Mengutip CNBC International, indeks Stoxx Europe 600 yang berisi saham-saham utama di Eropa ditutup naik 0,71% menjadi 584,23. Hampir semua sektor dan bursa utama bergerak di zona hijau. Di Inggris, indeks FTSE 100 menguat 0,12% ke 9.911,42. Indeks DAX Jerman naik 1,22% ke 24.381,46.
Bursa Prancis juga menguat. Indeks CAC 40 naik 1,04% ke 8.241,24. Indeks FTSE MIB Italia bertambah 0,80% ke 44.792,64, sementara indeks IBEX 35 Spanyol melonjak 1,39% ke 16.615,80.
Penguatan di pasar Eropa terjadi setelah Senat AS menyetujui rancangan undang-undang anggaran untuk mengakhiri kebuntuan politik yang memicu shutdown terpanjang dalam sejarah negara itu. RUU tersebut kini menunggu persetujuan akhir dari Dewan Perwakilan AS.
Sektor energi menjadi penopang utama kenaikan indeks. Saham perusahaan utilitas asal Inggris, SSE Plc, melonjak 16,8% setelah mengumumkan rencana penerbitan saham baru senilai £2 miliar atau sekitar US$2,6 miliar.
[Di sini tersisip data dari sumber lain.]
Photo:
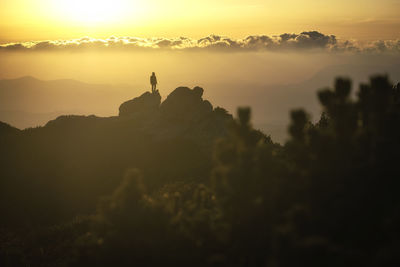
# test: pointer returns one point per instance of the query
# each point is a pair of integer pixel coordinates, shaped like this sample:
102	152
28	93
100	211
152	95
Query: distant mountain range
29	102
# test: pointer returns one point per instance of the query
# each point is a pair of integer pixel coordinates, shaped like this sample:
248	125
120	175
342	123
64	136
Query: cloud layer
304	41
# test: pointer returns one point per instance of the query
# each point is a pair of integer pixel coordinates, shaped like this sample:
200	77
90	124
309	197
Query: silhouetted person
153	81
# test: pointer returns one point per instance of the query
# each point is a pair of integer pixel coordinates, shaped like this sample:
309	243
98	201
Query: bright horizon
24	20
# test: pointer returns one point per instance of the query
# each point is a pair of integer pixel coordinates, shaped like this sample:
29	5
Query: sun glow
93	11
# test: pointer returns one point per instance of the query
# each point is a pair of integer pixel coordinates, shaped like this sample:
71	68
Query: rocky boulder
144	103
184	102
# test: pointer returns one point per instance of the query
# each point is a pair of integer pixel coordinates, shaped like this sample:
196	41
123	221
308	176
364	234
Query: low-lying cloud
311	40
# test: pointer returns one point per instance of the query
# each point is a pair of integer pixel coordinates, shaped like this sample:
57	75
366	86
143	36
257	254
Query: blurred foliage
328	197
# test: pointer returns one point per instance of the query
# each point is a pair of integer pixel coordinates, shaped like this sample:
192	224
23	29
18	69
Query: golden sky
24	20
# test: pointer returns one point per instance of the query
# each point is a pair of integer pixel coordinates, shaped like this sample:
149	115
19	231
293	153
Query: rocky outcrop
185	103
147	102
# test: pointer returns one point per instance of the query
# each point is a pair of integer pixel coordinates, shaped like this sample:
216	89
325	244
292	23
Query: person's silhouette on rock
153	81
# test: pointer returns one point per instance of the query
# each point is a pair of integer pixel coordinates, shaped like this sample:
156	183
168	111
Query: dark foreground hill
181	188
58	171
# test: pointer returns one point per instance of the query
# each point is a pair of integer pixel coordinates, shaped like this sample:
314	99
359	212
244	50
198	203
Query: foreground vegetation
328	197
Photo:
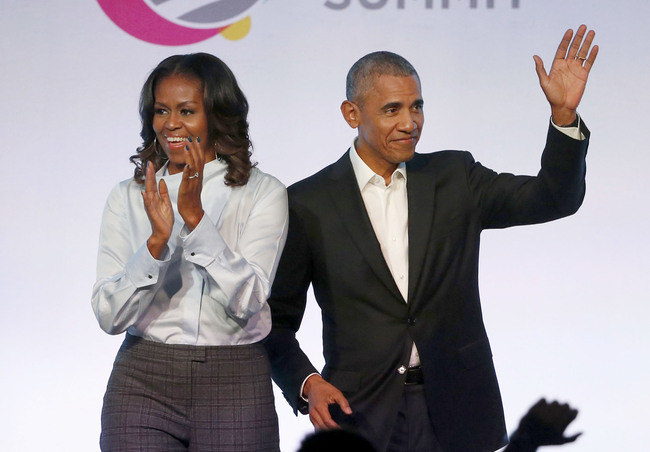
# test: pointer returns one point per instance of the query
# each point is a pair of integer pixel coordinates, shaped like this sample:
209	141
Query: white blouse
212	284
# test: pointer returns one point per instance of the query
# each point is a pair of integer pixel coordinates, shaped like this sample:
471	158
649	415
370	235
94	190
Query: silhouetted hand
543	425
321	394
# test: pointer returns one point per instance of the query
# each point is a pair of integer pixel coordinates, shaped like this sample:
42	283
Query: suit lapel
421	195
353	215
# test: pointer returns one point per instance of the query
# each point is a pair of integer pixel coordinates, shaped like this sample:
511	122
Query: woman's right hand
160	212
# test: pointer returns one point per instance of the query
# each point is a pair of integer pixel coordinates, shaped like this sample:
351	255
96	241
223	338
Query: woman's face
178	115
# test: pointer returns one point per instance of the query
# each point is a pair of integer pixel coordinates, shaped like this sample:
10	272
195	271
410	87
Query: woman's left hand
189	193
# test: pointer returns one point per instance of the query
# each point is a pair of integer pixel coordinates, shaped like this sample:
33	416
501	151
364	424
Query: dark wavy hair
225	106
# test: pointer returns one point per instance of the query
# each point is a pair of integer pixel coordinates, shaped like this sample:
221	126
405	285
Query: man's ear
351	113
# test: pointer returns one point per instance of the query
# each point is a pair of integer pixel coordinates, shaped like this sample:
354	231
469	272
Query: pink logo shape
140	21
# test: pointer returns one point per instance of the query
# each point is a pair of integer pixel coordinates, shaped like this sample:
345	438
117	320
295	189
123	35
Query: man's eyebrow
392	105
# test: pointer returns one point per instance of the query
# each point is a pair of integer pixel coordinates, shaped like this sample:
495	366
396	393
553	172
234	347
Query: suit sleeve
557	191
289	364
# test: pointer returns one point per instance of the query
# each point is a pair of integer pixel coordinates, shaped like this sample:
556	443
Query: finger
539	68
575	44
150	179
197	153
564	45
164	192
591	58
584	48
570	439
190	165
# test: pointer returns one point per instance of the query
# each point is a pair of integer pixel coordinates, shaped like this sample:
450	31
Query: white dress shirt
211	286
387	207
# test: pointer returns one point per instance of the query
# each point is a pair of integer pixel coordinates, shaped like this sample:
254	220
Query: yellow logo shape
238	30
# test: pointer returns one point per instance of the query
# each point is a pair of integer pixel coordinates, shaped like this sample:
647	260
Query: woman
185	266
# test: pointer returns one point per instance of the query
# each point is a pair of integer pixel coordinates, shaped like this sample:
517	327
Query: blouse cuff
143	270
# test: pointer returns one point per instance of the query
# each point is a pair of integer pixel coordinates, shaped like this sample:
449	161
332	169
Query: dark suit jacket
368	328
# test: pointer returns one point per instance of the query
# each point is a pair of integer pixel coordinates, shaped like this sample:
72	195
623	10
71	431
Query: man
389	240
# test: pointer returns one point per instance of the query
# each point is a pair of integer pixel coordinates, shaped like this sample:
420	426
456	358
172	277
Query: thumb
570	439
343	403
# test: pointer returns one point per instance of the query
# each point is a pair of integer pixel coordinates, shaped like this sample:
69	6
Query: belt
414	376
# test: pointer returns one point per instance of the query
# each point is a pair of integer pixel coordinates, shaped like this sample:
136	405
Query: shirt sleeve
239	276
126	280
571	131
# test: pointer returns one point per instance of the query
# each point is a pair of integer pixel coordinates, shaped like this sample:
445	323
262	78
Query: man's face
389	119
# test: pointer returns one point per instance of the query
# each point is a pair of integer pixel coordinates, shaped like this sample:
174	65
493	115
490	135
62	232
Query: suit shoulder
440	158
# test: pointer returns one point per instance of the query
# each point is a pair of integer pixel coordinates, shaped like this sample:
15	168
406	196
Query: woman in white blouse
187	253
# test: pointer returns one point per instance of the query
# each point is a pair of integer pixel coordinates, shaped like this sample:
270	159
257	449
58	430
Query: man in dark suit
389	240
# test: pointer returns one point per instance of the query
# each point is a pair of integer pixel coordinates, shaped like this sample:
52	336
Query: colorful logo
181	22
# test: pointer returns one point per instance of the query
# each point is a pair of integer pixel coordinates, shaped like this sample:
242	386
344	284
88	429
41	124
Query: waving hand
565	83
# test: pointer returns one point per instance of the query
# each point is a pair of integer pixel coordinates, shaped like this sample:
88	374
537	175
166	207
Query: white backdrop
565	303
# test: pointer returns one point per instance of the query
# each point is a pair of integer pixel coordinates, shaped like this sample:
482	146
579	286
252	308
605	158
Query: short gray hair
362	72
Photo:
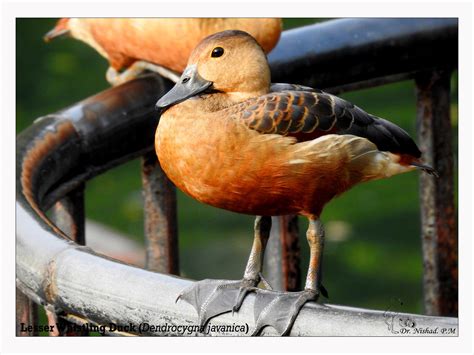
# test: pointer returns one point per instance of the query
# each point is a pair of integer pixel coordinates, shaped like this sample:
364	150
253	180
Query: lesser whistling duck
162	45
231	139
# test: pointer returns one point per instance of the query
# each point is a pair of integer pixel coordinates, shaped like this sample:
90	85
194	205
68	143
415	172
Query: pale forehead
224	39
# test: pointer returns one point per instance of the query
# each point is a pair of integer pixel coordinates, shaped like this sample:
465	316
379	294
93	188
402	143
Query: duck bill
190	84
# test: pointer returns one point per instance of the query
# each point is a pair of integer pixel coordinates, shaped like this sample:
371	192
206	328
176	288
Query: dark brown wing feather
306	113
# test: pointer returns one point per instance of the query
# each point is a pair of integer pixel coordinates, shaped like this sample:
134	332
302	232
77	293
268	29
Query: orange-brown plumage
235	148
230	139
164	41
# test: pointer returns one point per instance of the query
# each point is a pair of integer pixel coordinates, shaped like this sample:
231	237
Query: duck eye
217	52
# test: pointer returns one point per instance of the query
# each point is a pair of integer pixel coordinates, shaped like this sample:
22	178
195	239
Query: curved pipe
340	52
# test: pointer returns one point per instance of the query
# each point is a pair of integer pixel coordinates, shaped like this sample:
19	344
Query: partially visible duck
157	44
230	139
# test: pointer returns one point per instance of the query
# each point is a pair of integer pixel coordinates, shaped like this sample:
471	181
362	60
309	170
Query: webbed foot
213	297
280	309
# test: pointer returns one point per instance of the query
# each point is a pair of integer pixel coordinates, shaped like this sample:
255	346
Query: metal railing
60	152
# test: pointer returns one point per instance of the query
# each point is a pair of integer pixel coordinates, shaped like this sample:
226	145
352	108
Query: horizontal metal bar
341	52
75	280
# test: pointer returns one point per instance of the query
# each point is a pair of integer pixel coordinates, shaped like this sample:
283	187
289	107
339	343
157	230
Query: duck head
229	62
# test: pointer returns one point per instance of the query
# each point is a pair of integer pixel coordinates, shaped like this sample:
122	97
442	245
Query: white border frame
243	8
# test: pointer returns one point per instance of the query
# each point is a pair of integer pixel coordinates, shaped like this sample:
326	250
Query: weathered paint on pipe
58	272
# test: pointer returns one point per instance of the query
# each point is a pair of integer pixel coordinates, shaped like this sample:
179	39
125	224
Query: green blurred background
373	250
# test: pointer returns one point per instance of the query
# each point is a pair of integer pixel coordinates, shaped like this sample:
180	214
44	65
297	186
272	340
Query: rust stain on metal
161	229
69	215
290	253
31	162
26	313
438	211
49	287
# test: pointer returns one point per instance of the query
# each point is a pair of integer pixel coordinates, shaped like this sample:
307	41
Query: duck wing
306	113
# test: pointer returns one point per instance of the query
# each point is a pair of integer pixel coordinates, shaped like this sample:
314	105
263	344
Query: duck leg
213	297
280	309
116	78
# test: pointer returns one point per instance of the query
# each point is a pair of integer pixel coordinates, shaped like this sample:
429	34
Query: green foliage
380	258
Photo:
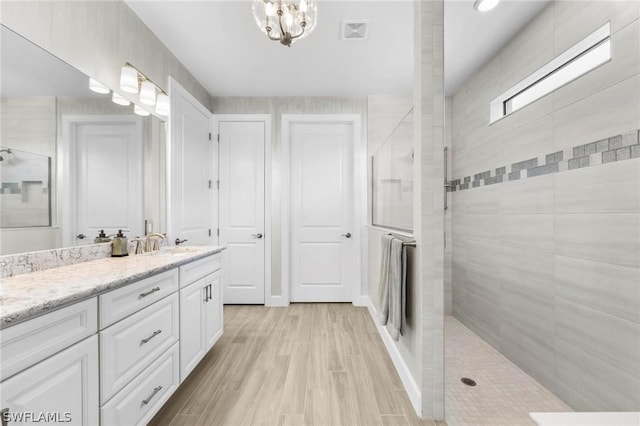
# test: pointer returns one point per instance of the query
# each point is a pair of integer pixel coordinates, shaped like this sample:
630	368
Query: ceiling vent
355	30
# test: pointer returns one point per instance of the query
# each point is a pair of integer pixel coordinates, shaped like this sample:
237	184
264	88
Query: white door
212	310
191	189
65	383
321	185
242	210
192	342
108	179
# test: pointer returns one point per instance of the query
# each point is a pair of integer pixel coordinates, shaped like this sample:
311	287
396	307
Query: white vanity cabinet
200	313
53	367
114	359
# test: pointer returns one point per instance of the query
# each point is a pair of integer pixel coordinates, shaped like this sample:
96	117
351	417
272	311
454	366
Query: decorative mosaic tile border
616	148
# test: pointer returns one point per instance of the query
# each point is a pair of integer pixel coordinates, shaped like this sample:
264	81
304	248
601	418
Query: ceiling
28	70
219	42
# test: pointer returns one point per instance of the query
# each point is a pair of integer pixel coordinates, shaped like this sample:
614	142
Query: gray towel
383	288
396	289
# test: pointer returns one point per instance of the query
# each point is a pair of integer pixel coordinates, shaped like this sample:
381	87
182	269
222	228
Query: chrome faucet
153	241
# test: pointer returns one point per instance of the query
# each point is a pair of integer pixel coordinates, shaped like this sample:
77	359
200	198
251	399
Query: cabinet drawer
141	399
28	343
200	268
129	346
65	385
118	304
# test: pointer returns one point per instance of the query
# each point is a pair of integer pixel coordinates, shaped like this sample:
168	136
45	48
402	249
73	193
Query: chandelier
285	20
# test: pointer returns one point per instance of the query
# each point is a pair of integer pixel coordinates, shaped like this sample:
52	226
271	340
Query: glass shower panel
392	172
24	189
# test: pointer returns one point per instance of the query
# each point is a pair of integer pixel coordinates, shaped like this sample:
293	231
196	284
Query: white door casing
244	145
100	177
321	257
191	210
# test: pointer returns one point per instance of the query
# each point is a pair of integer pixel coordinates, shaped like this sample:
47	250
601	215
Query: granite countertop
29	295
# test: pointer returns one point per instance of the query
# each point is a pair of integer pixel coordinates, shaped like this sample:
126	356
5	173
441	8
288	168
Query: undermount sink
179	250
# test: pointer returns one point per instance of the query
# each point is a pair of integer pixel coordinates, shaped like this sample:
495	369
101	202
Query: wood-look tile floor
307	364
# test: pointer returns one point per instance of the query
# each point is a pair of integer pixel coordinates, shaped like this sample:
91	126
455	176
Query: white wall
429	207
547	268
98	38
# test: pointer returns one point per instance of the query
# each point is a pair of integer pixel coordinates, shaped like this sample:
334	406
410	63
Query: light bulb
288	19
162	105
485	5
269	10
120	100
98	87
129	79
148	93
140	111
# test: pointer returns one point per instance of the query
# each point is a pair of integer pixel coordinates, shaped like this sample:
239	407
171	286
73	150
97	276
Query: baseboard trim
410	385
276	301
361	301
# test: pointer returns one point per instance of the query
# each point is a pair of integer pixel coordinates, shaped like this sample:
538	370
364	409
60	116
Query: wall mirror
392	172
72	161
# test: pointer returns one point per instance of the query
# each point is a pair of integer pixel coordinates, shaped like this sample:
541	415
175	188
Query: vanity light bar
132	80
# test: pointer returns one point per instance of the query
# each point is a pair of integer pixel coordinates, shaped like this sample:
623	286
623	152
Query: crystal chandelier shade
285	21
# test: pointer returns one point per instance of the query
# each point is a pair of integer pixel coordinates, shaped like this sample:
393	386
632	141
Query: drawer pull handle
155	333
155	391
153	290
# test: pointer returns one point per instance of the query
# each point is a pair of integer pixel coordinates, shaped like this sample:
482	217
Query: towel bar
404	243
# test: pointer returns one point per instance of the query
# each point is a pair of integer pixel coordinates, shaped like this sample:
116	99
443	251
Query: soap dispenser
119	245
102	238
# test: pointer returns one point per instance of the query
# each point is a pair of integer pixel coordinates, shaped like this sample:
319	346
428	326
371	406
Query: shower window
24	189
392	172
583	57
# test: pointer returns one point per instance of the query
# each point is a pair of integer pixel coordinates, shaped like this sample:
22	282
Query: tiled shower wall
546	268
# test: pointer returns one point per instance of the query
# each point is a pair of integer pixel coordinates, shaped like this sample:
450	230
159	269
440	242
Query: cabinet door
62	389
213	310
192	347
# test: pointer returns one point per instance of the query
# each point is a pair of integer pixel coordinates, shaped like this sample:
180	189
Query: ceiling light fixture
98	87
485	5
134	81
120	100
285	21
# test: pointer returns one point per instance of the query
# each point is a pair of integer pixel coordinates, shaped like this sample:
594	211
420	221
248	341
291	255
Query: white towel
383	288
396	289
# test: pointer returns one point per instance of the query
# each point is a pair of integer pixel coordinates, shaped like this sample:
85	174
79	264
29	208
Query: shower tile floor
504	394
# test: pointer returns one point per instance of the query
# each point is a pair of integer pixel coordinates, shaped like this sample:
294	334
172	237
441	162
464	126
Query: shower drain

Dana ini akan digunakan untuk mendanai investasi senilai £33 miliar dalam lima tahun ke depan guna memperkuat jaringan listrik nasional.
Dalam laporan keuangannya, SSE mencatat laba operasi disesuaikan sebesar £655 juta pada paruh pertama tahun ini, sedikit di bawah perkiraan analis sebesar £684 juta.
Dari Jerman, saham RWE AG juga naik 9,1% setelah melaporkan laba sebelum pajak sebesar 2,71 miliar euro. Perusahaan listrik terbesar di Jerman ini mencatat EBITDA disesuaikan 3,48 miliar euro dalam sembilan bulan pertama 2025, lebih tinggi dari perkiraan analis sebesar 3,14 miliar euro.
Saham Infineon Technologies AG turut menguat 6,9%. Produsen chip asal Jerman itu membukukan pendapatan tahunan 14,6 miliar euro, turun 2% dibanding tahun sebelumnya namun masih sesuai ekspektasi pasar.
Di pasar obligasi, imbal hasil (yield) surat utang pemerintah Inggris atau gilt sedikit naik. Yield obligasi tenor 10 tahun bertambah 1 basis poin menjadi 4,401%. Kenaikan ini terjadi di tengah rumor politik terkait posisi Perdana Menteri Keir Starmer yang disebut tengah goyah.
Pemerintah Inggris kini menghadapi biaya pinjaman tertinggi di antara negara anggota G7. Yield gilt tenor 30 tahun masih bertahan di atas level kritis 5%.
Pergerakan ini turut menekan nilai tukar poundsterling. Pound melemah 0,1% terhadap dolar AS ke US$1,313 dan turun 0,2% terhadap euro.